We are building an IoT solution for remote agricultural monitoring. The challenge is running computer vision models on low-power ARM processors. What are the most effective quantization and pruning techniques to reduce model size without losing too much accuracy for object detection?
3 answers
To optimize for the edge, you should look into Post-Training Quantization (PTQ) or Quantization-Aware Training (QAT). Converting your weights from float32 to int8 can reduce model size by 4x with minimal accuracy loss. Additionally, use structured pruning to remove redundant neurons or channels. For computer vision specifically, architectures like MobileNetV3 or Tiny-YOLO are designed for this. You should also leverage hardware-specific compilers like Apache TVM or NVIDIA TensorRT to optimize the execution graph for your specific ARM chip.
Have you considered the latency requirements for your agricultural sensors? Does the inference need to be instantaneous, or can you afford a slight delay to save more battery?

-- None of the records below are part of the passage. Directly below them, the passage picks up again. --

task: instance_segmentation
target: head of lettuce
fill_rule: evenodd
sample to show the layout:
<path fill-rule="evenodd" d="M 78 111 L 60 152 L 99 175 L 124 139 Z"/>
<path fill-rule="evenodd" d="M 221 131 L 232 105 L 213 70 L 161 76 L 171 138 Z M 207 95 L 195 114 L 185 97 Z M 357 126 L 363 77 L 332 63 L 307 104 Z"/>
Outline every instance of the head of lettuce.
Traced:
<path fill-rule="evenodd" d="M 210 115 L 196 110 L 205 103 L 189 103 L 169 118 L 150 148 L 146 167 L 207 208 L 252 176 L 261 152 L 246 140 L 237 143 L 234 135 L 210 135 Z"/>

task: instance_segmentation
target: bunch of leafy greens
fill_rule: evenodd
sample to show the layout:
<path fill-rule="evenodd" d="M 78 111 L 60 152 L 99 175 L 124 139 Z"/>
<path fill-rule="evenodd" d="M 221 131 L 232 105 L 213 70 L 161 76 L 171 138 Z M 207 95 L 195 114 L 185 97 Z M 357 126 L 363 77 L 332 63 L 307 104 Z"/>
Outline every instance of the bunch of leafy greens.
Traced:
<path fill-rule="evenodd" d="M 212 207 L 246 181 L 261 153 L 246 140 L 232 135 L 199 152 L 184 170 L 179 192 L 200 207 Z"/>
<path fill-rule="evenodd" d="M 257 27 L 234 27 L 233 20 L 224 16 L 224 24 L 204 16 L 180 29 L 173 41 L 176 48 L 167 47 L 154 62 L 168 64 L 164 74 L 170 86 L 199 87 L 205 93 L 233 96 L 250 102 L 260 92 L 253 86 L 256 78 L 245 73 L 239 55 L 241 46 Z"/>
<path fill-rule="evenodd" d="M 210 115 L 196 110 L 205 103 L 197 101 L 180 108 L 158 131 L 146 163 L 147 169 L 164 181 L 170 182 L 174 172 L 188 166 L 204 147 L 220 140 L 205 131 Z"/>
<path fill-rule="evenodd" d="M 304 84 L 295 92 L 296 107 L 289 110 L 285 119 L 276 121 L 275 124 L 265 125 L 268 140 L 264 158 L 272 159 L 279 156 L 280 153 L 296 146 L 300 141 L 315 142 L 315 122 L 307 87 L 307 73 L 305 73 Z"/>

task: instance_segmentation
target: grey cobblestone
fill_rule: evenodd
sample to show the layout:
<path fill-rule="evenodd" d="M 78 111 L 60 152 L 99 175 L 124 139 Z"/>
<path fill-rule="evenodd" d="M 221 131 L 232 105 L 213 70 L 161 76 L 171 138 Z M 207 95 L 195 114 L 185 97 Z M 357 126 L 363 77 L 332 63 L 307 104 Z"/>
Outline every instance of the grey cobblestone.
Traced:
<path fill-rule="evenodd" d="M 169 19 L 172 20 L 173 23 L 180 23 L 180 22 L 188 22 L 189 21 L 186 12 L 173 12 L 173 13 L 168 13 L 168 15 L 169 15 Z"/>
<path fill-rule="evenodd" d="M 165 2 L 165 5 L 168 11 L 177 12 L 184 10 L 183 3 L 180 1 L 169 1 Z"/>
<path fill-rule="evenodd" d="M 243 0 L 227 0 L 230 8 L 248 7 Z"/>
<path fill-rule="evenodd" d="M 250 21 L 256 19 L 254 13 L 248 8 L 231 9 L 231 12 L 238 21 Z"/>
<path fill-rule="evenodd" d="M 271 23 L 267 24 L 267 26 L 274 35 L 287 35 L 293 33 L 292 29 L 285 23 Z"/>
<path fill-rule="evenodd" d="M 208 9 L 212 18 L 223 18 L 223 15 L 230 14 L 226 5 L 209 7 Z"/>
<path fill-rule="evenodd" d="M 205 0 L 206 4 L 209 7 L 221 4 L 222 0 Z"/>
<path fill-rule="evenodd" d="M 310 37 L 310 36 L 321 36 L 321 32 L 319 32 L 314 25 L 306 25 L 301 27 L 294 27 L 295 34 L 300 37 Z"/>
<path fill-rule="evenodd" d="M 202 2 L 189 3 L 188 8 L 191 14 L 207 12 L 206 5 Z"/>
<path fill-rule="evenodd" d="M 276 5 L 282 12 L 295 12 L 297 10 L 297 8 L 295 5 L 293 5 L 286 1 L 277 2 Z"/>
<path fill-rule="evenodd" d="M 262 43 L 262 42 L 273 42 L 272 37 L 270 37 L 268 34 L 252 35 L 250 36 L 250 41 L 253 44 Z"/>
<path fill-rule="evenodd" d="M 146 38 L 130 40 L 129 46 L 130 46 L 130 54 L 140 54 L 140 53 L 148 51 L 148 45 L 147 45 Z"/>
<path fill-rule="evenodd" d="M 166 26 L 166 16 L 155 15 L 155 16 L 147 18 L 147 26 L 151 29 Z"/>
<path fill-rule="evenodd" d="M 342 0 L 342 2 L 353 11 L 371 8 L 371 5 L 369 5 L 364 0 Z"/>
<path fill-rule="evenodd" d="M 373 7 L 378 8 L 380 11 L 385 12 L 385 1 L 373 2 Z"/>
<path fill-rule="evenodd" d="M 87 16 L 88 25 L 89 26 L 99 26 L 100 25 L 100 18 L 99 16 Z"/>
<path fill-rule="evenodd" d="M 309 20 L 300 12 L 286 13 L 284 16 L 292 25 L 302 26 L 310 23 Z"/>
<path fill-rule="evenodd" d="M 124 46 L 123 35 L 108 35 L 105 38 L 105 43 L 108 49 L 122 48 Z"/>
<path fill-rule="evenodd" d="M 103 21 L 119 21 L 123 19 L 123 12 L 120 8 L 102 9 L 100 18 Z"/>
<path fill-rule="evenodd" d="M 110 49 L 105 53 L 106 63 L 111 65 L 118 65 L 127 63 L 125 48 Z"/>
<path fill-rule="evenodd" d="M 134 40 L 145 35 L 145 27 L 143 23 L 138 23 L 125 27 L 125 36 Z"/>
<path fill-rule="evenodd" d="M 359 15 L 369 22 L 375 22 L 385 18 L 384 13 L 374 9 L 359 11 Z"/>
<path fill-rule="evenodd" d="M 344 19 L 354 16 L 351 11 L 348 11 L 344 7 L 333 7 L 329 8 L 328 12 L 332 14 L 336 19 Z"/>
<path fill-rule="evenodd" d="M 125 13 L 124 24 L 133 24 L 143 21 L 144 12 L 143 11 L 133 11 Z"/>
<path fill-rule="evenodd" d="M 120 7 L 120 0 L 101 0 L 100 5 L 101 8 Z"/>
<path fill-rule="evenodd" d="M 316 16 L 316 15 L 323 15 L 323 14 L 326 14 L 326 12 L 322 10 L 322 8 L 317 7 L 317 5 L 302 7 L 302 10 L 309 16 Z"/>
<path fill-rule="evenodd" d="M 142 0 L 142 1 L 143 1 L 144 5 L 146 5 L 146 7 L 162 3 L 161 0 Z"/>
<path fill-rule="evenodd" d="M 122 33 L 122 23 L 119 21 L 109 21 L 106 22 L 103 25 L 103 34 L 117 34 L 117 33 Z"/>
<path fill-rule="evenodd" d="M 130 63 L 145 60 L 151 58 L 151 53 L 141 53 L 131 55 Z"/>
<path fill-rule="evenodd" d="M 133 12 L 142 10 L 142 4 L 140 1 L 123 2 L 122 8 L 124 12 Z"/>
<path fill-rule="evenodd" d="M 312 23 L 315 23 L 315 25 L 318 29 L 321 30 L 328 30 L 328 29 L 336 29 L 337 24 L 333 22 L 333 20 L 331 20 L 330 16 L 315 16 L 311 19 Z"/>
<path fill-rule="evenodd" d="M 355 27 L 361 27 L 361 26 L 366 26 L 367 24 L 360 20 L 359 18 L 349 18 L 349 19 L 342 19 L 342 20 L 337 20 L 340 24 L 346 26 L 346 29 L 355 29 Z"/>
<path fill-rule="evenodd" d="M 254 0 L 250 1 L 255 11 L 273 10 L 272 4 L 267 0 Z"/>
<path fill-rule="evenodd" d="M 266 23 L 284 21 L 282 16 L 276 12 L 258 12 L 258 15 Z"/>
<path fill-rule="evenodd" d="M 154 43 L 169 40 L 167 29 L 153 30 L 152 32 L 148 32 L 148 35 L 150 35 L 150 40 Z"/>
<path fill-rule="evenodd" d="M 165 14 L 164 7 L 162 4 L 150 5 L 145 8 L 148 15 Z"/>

TensorFlow Lite and ONNX Runtime are great tools for this. They have built-in support for most of the optimization techniques you mentioned and work well on ARM.
Agreed. We used TF Lite for a similar project and the transition from the training environment to the edge device was very smooth. The documentation is excellent.
James, battery life is our absolute priority since these are solar-powered. We can tolerate a 2-3 second latency for the analysis of crop images. Because of that, we are looking into "duty cycling" where the processor only wakes up, runs a compressed model, and then goes back into a deep sleep state to conserve energy.